You'd think that since they know that they're going to get fed once I clip them to the fence that the little buggers would be thrilled for me to do so. But no. They run away from me like I'm the devil herself.
After getting almost everyone clipped up, I went looking for the two remaining stragglers; Lily and her daughter from last year, Clover. I finally ran Lily down but Clover, who is normally one of the more cooperative goats when it comes to feeding time, wasn't around. So I did a once-around the barn and saw her under the new lean-to.
With a kid on the ground.
Of course, I was going to meet up with a friend in town right after feeding the goats. Not so much happening now.
I immediately yelled for Paul (and went into my usual semi-panic mode) and went into the barn to collect towels from the kidding kit, which of course, hadn't been re-supplied since the last surprise kidding two days earlier. I found a few unsoiled towels and wiped the dirt off the new addition. Clover had totally cleaned her kid off and was standing next to it. She didn't appear to have any more kids in her so we picked up the baby and coaxed Clover into one of the kidding pens. I made sure the kid was able to nurse and did a tail-flip.....a girl!! I was thrilled.
I know, I know. Every birth is a blessing yadda-yadda-yadda. And honestly, the point of us having these Boer goats is to have meat in the freezer, so I shouldn't be unhappy about bucklings, but we're still trying to build up the herd so we need more females.
Dilly kidded three days early. Clover kidded six days early. Both had very, very easy kiddings. And I wasn't able to tell, even up to just a few hours before, that they were about to kid. Same happened with Pickles and Lily last year; early and easy births.
With my dairy gals, I'm pretty much spot-on with determining when they'll kid. Which is very convenient as I can put them in the kidding stall just in time. Not so early that they mess the stall up with too much pee & poop, but not so late that I'm dragging an advanced-stage laboring goat into the pen.
These Boers are a mystery to me. I love the idea that I haven't had to really assist any of them like I do my dairy gals, but not knowing when they're gonna pop is a little annoying. Had I fed the goats an hour earlier yesterday I would haven't been there for Clover's kidding. I'm sure things would have been fine, but we were lucky that she decided to kid when it wasn't raining or storming. Or when we were both gone from the homestead for five plus hours at the auction later that evening (no, I didn't buy anything......Paul was with).

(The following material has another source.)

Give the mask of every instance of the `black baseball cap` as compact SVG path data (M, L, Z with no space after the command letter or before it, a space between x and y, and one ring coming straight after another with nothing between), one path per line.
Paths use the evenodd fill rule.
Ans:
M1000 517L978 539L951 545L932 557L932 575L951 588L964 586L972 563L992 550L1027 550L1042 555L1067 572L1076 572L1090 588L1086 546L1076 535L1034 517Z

We still have to figure out the back leg issue thing going on. Fortunately, Daisy seems like a healthy little squirt. Dilly's two kids are smaller, and we're still working on one of the bucklings back legs. But everyone is eating and seemingly happy. I'll be happy when I can get them out in the goat yard. It's still going to be a few days because the yard is a poop-soup mess again and we're in the 30's at night. So until it warms up, everyone is in their goat coats.